First, a selection of shots from Alan Wilson taken on Middleton Nature Reserve this week:
Typical scenes on the main pond |
Shaded Broad-Bar moth |
Black-tailed Skimmer |
Common Blue Damselfly |
I just did a couple of checks along the south sea wall, mainly to set the baseline for resident insects, before (hopefully) the east wind and sun bring in any migrants. (MD)
First check was late morning, the air was almost still with just a few breaths from SE, by the time I'd reached the lighthouse area it had moved round to south.
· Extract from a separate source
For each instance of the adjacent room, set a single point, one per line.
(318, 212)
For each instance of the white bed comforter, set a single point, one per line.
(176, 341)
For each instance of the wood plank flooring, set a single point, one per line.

The only insects were a few feeding bees, 5 Meadow Brown and one "white" came in off. (There were even less in the evening check).
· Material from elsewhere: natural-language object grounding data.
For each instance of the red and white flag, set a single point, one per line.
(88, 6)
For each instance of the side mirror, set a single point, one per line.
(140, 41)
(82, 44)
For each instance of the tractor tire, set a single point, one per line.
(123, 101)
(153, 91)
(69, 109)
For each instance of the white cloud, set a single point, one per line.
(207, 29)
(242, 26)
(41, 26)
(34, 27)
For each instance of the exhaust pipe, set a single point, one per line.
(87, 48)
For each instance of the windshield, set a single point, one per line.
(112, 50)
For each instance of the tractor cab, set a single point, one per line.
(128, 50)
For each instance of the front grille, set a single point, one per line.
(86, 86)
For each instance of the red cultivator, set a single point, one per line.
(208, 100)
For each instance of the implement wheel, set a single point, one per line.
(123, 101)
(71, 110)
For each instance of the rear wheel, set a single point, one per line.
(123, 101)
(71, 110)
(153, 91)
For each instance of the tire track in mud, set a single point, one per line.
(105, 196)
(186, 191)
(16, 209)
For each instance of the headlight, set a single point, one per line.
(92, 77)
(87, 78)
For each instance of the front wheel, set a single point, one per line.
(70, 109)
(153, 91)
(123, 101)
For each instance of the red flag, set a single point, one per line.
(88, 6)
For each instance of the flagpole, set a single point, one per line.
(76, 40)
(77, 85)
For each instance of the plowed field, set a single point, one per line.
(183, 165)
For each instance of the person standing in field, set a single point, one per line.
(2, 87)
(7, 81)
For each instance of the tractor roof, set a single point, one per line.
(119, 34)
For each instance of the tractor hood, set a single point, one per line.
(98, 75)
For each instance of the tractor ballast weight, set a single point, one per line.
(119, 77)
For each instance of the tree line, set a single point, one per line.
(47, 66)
Linnet 27 feeding around the saltmarsh, 2 near lighthouse
Rock Pipit 6 - three on the foreshore, 1 on Red Nab, 2 near the lighthouse. These were the breeding female plus one of the birds with a bad foot. This clip was in the late afternoon, it was hot, you can see it panting, then it appears to be eating aphids off a Mayweed. Even with its restricted mobility, it is more than capable of finding sizeable insects. I can only think it was taking the aphids for their high moisture content rather than nutrition (the clip begins with a young Pied Wagtail in the background).
Blue Tit 1 flew from north landed on harbour wall briefly before continuing south
Willow Warbler 1 adult came from somewhere rested on Power Station perimeter fence before flying into the Power Station
Goldfinch 3 flew south past the roundhead
The above three records in the morning and these species have not bred here.
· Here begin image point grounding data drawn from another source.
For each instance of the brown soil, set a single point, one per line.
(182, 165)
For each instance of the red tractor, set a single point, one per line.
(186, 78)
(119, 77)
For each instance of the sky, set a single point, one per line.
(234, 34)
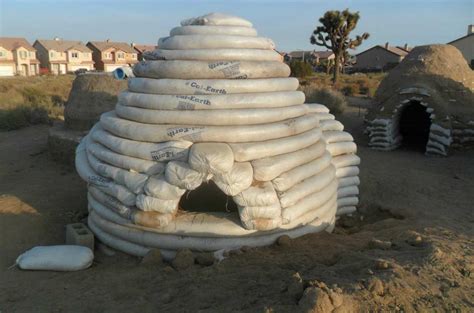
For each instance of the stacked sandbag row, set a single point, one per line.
(214, 102)
(343, 150)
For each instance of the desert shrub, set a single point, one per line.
(300, 69)
(333, 99)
Common Sandpiper 2 together in the harbour wharf (seen earlier morning by Jonathan)
Redshank 15
Mediterranean gulls 18 adult 1 juvenile
This Painted lady in the Nature Park was so worn that you could see through its wings.
Worn and faded Painted Lady |
This isn't really a record just an observation of behaviour. It rained overnight and presumably this Garden Snail wandered over the wall from the Power Station side (it definitely didn't fly here). The sun was hot today and it had spent the day in the shade under the lip of the wall. But now the sun was getting lower and the snail finds itself on the terminator of the shade. It will have to move higher or be cooked in its shell (the concrete on the exposed wall was so hot that the only walkers with a dog were having to carry it). I was tempted to move it, but might have done more harm than good.